Representative team honours
- Years: Team / Games (Goals)
- Western Australia / 23 (30)
- Victoria / 5 (?)

Coaching career
- Years: Club / Games (W–L–D)
- 1977–86: Claremont / 223 (135–88–0)
- ^{1} Playing statistics correct to the end of 1985.

Career highlights
- Brownlow Medal: (1976); 3× W.S. Crichton Medal: (1974, 1975, 1976); 4× Claremont Best and Fairest: (1977, 1978, 1979, 1980); WAFL Premiership player: (1981); WAFL Premiership coach: (1981); Claremont captain-coach: (1977–1983); Essendon captain: (1976); 2x NFC Champion: (1975, 1979); Simpson Medal: (1977); Australian Football Hall of Fame, inducted 1996; West Australian Football Hall of Fame, inducted 2004, Legend status 2006;

= Graham Moss =

Australian rules footballer, born 1950

Graham Frank Moss (born 14 May 1950) is a former Australian rules footballer who played for the Essendon Football Club in the Victorian Football League (VFL) and for the Claremont Football Club in the West Australian Football League (WAFL).

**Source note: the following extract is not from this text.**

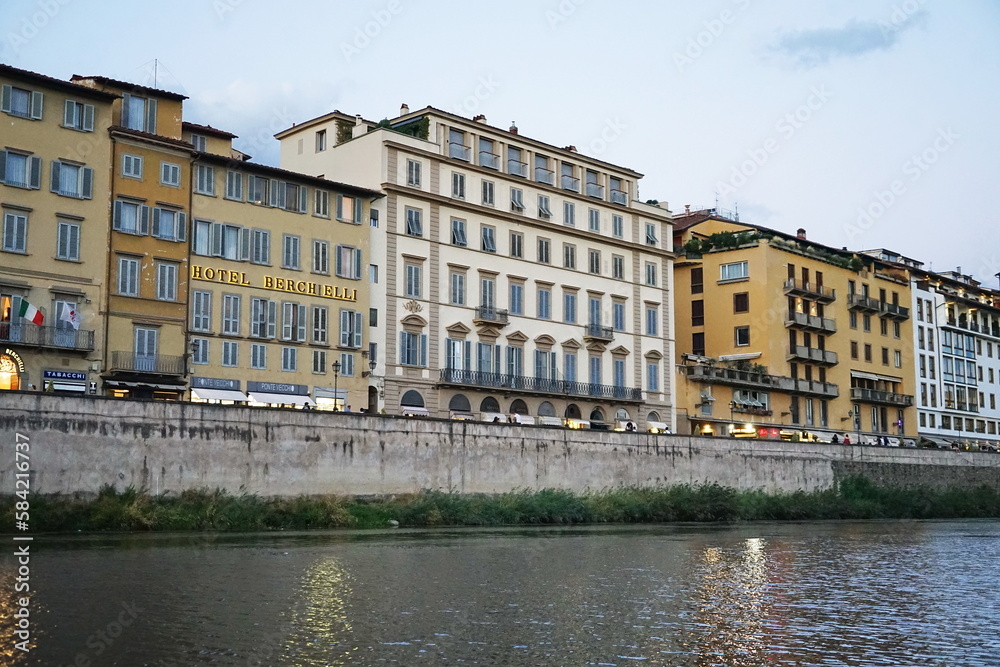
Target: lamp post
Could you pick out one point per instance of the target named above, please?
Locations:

A Legend in the West Australian Football Hall of Fame, Moss is recognised as one of the finest ruckmen of his era, winning the Brownlow Medal and then returning to Western Australia, eventually captain-coaching Claremont to the 1981 premiership.

After finishing his on-field career, Moss became a respected football administrator, most notably serving as the inaugural chief executive officer of the West Coast Eagles.

==Football career==
Moss debuted for Claremont Football Club in the WAFL in 1969. In 1970, he made his debut for the Western Australian state team.

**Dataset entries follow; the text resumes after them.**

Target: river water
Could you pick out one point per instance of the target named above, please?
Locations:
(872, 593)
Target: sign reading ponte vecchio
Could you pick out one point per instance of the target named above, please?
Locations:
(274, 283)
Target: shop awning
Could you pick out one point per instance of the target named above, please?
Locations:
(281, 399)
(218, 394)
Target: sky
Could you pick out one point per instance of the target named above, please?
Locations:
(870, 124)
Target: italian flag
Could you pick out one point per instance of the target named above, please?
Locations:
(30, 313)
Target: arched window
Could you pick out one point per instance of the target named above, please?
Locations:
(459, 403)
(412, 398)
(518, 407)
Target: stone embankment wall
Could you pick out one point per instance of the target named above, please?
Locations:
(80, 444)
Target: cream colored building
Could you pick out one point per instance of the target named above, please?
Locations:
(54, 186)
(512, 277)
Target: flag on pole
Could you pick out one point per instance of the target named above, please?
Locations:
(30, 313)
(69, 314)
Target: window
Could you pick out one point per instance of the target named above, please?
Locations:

Essendon attempted to lure him to Melbourne several times, and finally succeeded before the 1973 season. In his first game, the opening round at Windy Hill against Richmond, Moss made an immediate impression, appropriately enough following an austere pre-game ceremony when the Essendon club held a minute's silence in honour of past legend John Coleman who died some days earlier, and who also famously made a sensational debut. Moss played 89 games for Essendon, winning the club's best and fairest three times, in 1974–76. He also represented Victoria 5 times. In 1976, he captained Essendon and won the Brownlow, but also suffered a serious knee injury. Moss has the second-highest average of Brownlow Medal votes (0.95 per game) of any player ever polled for the award.

He was appointed captain-coach by Claremont in 1977, and commented that his return from Essendon to Claremont was made easy by the fact the VFL and WANFL were of a similar standard at the time. That same year he won the Simpson Medal, while playing for Western Australia against Victoria. Moss led Claremont to a premiership, their first in 17 years, in 1981, and apart from the first two and last two years his tenure with the Tigers was their first period of consistent success since the days of Johnny Leonard’s coaching. Moss ceased playing in 1983 but returned for a few matches in 1985, and retired as coach at the end of the 1986 season to be replaced by Gerard Neesham.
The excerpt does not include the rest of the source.